全ゲノム操作が拓く難培養細菌の遺伝子工学

2018 年度 研究成果報告書

• 研究課題/領域番号: 26710015
• 研究種目: 若手研究(A)
• 配分区分: 一部基金
• 研究分野: システムゲノム科学
• 研究機関: 国立研究開発法人産業技術総合研究所
• 研究代表者: 柿澤 茂行 国立研究開発法人産業技術総合研究所, 生命工学領域, 主任研究員 (10588669)
• 研究期間 (年度): 2014-04-01 – 2019-03-31
• キーワード: 細菌 / ゲノム

研究成果の概要

スピロプラズマという細菌の全ゲノムをクローニングするため、まずゲノムをrare-cutterの制限酵素によって切断し、バンドパターンをパルスフィールドゲル電気泳動によって確認した。
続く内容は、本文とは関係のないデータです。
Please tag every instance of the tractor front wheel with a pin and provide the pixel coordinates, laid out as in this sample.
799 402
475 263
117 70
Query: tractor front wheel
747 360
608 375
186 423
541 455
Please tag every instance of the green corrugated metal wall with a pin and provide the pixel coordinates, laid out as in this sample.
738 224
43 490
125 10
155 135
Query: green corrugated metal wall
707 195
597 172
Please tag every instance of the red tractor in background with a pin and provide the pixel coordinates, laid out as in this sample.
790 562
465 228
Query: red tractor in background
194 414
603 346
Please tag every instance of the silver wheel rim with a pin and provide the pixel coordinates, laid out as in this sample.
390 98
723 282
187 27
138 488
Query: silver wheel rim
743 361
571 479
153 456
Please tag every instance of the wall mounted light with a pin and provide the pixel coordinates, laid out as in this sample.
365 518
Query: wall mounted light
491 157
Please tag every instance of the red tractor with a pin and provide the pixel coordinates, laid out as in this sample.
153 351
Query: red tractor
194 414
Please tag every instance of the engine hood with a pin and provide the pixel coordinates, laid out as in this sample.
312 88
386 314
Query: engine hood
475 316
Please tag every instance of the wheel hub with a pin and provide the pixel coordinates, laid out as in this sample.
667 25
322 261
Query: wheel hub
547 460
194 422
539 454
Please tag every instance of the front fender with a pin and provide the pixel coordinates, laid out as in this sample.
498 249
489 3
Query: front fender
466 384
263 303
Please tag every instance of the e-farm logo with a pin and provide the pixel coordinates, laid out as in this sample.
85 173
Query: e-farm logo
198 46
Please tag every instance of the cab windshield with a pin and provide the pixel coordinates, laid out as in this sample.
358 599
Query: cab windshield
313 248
次にこれらの切断断片をTAR cloning法を用いて酵母細胞内にクローニングした。得られたクローンをJunction PCR、Multiplex-PCR、パルスフィールドゲル電気泳動などの手法によって確認し、多数のポジティブクローンを得た。ポジティブクローンのインサートの全塩基配列を次世代シーケンス解析により解読した結果、塩基配列の変異はほとんど認められず、正しい配列がクローニングできていることが分かった。

自由記述の分野

細菌ゲノム学

研究成果の学術的意義や社会的意義

難培養細菌（難培養性細菌・未培養細菌）と呼ばれる細菌は、培養が不可能もしくは非常に困難な細菌である。難培養細菌は決して珍しいものではなく、環境中の微生物の99%以上は培養できないことが明らかとなっている。細菌のゲノムを自在に改変する技術はいくつか報告されているが、難培養細菌に応用できるものは限られている。本研究では細菌ゲノムを丸ごとクローニングして配列を改変することで、難培養細菌の遺伝子を改変することを目指し、そのための全ゲノムクローニングを行った。得られた結果は、今後の細菌ゲノム研究の発展に寄与すると考えられる。